28 Jan 2015, 9:24 am

People have the right to express their opinion.

They also have the right, if somebody else doesn't agree, not to have to bear a disrespectful rebuttal.



eggheadjr
Veteran
Veteran

User avatar

Joined: 3 Oct 2012
Age: 59
Gender: Male
Posts: 1,360
Location: Ottawa, Canada

28 Jan 2015, 1:17 pm

kraftiekortie wrote:
People have the right to express their opinion.

They also have the right, if somebody else doesn't agree, not to have to bear a disrespectful rebuttal.
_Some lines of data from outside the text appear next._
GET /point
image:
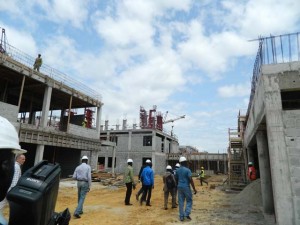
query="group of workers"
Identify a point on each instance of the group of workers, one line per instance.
(177, 182)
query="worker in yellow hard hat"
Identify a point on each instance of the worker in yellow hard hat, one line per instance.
(202, 176)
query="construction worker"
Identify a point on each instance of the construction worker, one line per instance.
(9, 146)
(129, 181)
(38, 63)
(83, 175)
(202, 176)
(174, 172)
(148, 183)
(251, 172)
(20, 159)
(139, 176)
(169, 187)
(184, 181)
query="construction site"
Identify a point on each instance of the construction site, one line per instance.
(57, 117)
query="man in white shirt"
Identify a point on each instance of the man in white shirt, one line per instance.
(83, 176)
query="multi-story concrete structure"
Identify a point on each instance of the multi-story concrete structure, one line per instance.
(139, 145)
(272, 134)
(43, 105)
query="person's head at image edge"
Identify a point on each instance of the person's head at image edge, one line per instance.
(9, 146)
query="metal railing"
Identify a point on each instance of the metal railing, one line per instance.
(274, 50)
(27, 60)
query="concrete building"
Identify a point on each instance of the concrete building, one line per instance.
(272, 134)
(139, 145)
(48, 109)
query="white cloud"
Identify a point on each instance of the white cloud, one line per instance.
(238, 90)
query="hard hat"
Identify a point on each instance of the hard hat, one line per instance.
(84, 157)
(182, 159)
(9, 137)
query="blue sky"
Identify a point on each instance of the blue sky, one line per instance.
(187, 57)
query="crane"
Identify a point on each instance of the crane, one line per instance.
(172, 120)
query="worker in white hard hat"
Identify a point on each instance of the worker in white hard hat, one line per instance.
(140, 181)
(169, 187)
(174, 172)
(202, 176)
(9, 146)
(83, 175)
(129, 181)
(148, 183)
(184, 181)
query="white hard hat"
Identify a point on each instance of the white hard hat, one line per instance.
(9, 137)
(182, 159)
(169, 167)
(84, 157)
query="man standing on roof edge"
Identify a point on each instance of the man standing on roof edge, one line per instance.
(83, 176)
(129, 181)
(184, 180)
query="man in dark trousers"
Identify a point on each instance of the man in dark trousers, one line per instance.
(184, 181)
(129, 181)
(148, 183)
(83, 175)
(9, 146)
(169, 187)
(141, 189)
(202, 176)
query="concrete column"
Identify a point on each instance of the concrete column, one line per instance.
(265, 172)
(113, 161)
(154, 141)
(46, 105)
(129, 140)
(250, 154)
(39, 154)
(106, 163)
(279, 159)
(98, 120)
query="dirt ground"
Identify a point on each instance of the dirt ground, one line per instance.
(211, 206)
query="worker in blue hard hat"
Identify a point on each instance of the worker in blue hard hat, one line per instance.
(9, 146)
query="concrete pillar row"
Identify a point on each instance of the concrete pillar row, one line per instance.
(265, 172)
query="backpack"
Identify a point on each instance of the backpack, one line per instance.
(170, 182)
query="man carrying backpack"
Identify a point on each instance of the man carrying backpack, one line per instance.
(169, 187)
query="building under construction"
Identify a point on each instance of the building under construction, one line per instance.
(270, 134)
(58, 119)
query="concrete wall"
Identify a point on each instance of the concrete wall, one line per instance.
(9, 111)
(136, 151)
(82, 131)
(283, 137)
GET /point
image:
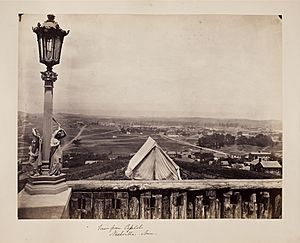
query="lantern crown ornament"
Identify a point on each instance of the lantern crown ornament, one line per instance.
(50, 39)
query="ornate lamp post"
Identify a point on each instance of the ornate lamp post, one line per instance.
(50, 39)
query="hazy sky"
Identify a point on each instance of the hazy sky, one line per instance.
(220, 66)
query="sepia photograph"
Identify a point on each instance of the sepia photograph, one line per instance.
(124, 116)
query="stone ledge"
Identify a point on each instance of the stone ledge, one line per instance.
(44, 206)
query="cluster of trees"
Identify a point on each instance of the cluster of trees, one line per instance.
(217, 140)
(260, 140)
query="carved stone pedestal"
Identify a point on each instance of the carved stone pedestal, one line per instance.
(44, 206)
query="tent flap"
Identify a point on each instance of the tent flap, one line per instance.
(152, 163)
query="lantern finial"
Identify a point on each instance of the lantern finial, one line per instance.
(51, 17)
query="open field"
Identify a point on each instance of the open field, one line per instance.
(118, 138)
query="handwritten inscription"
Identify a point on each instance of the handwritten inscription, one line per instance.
(125, 230)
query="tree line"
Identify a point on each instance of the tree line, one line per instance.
(217, 140)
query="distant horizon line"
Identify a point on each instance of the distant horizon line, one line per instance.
(157, 116)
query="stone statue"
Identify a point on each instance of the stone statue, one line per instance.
(35, 150)
(56, 151)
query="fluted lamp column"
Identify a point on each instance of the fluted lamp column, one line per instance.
(50, 39)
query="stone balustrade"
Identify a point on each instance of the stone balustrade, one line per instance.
(186, 199)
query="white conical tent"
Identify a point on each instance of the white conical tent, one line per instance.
(152, 163)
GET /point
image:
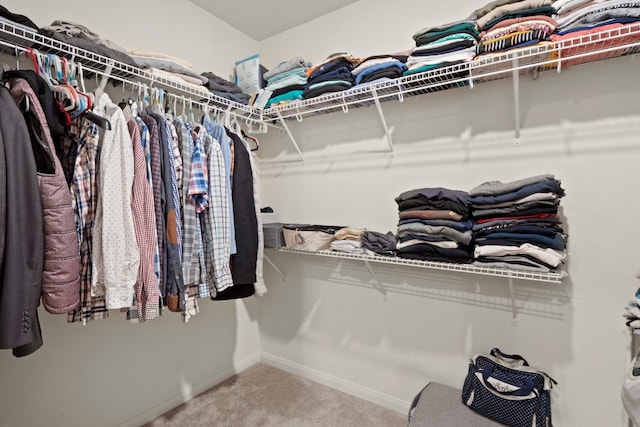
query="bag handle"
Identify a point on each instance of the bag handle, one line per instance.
(511, 359)
(525, 389)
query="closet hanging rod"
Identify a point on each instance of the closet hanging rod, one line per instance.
(88, 69)
(24, 38)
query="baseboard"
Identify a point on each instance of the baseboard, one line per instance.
(341, 384)
(195, 389)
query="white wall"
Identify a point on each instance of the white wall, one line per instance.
(329, 321)
(112, 372)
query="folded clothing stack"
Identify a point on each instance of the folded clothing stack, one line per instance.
(82, 37)
(443, 45)
(287, 80)
(434, 225)
(611, 23)
(163, 65)
(332, 75)
(516, 33)
(517, 224)
(348, 240)
(501, 10)
(379, 68)
(573, 15)
(224, 88)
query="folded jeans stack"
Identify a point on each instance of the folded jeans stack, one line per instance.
(517, 224)
(434, 225)
(287, 80)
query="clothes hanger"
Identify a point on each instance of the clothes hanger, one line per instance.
(251, 138)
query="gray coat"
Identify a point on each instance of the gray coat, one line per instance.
(23, 243)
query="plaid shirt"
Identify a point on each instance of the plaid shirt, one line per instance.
(219, 134)
(174, 186)
(145, 137)
(147, 291)
(85, 137)
(145, 141)
(216, 238)
(190, 242)
(156, 177)
(115, 253)
(177, 157)
(198, 176)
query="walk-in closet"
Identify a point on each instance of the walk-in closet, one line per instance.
(359, 151)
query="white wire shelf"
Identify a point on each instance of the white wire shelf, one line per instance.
(621, 41)
(15, 39)
(464, 268)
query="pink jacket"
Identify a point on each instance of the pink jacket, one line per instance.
(61, 272)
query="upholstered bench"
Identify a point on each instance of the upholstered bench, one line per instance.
(439, 405)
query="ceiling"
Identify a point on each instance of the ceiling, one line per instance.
(262, 19)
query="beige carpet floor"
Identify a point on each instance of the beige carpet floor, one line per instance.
(268, 397)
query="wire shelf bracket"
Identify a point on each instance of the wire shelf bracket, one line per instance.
(288, 131)
(387, 132)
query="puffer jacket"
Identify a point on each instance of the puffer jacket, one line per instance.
(61, 272)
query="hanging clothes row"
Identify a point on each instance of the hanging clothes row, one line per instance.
(118, 207)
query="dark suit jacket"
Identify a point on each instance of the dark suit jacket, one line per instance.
(23, 243)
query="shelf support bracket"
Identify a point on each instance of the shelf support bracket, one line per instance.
(387, 132)
(293, 140)
(375, 279)
(514, 311)
(280, 273)
(516, 96)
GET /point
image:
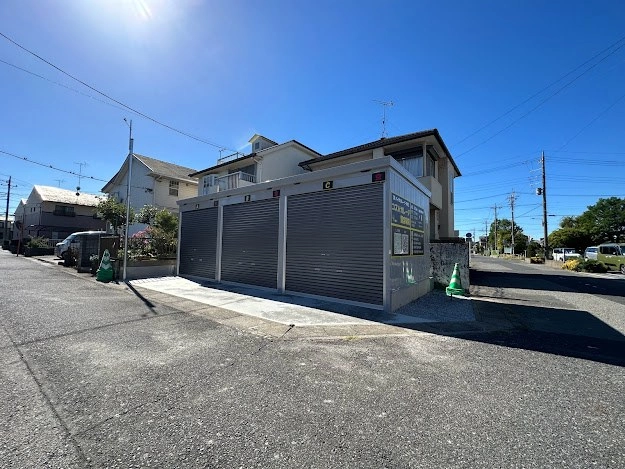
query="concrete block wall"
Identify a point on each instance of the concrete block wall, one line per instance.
(444, 254)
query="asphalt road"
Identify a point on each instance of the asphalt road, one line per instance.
(93, 376)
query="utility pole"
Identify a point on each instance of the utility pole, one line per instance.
(544, 192)
(512, 199)
(6, 214)
(486, 233)
(130, 156)
(496, 249)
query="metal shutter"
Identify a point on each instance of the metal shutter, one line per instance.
(198, 243)
(250, 243)
(335, 243)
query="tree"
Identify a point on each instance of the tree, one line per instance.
(147, 214)
(113, 212)
(577, 238)
(605, 220)
(504, 235)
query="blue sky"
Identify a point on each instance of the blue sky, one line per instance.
(312, 71)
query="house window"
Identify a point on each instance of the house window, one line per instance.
(173, 188)
(64, 211)
(430, 166)
(412, 160)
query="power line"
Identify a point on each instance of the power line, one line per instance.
(538, 93)
(566, 85)
(49, 166)
(139, 113)
(63, 86)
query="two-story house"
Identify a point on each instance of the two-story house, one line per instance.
(353, 225)
(268, 161)
(425, 156)
(55, 213)
(153, 182)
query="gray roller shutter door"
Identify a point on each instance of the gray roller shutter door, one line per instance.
(335, 243)
(250, 243)
(198, 243)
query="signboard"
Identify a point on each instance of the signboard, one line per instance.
(407, 224)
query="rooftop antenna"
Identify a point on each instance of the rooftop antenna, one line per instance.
(384, 105)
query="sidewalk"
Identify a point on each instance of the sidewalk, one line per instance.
(269, 313)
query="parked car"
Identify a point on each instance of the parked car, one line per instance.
(564, 254)
(612, 255)
(61, 248)
(591, 253)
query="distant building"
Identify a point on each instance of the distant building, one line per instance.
(55, 213)
(154, 182)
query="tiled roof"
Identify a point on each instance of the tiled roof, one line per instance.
(168, 170)
(382, 143)
(64, 196)
(244, 157)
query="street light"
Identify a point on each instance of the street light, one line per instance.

^^^ Right on Kraftie - said like a scholar and a gentleman. :D


_________________
Diagnosed Asperger's


Feyokien
Veteran
Veteran

User avatar

Joined: 16 Dec 2014
Age: 30
Gender: Female
Posts: 7,303
Location: The Northern Waste

28 Jan 2015, 4:16 pm

Yeah I feel the same way, I rarely try to get into heated debates with anyone and when I do I feel so anxious that I avoid being on the forum. I regret about 50% of my posts because they're raw thought rather than having been filtered and properly prepped. I really hate PPR and anything related to it I just need to learn to give it a wide berth period.



dianthus
Veteran
Veteran

Joined: 25 Nov 2011
Gender: Female
Posts: 4,138

28 Jan 2015, 4:42 pm

glider18 wrote:
I have come to the conclusion that The Wrong Planet is the Borg from Star Trek with certain members trying to argue argue and argue as they try to force their prey into submission. But then this can be argued because it is a forum. And in forums there are debates. But seeing other members in this bickering (which it often is more than civilized debate) causes me anxiety. It makes me realize I have far more important things to do than try to participate in this.


Me too.



BlueYellowBrownGreen
Snowy Owl
Snowy Owl

User avatar

Joined: 28 Nov 2014
Gender: Female
Posts: 153

28 Jan 2015, 4:46 pm

I didn't even know there was a post average!



btbnnyr
Veteran
Veteran

User avatar

Joined: 18 May 2011
Gender: Female
Posts: 7,359
Location: Lost Angleles Carmen Santiago

28 Jan 2015, 9:40 pm

Some people don't like conflict and arguments, and some people do.
If you don't like them, then you can avoid them, avoiding participating and reading.
Personally, I have no problem with them and generally find them more interesting than eberryone agreeing all the time, which is boring and annoying to me.
Ackshuly, that seems more like the borg.


_________________
Drain and plane and grain and blain your brain, and then again,
Propane and butane out of the gas main, your blain shall sustain!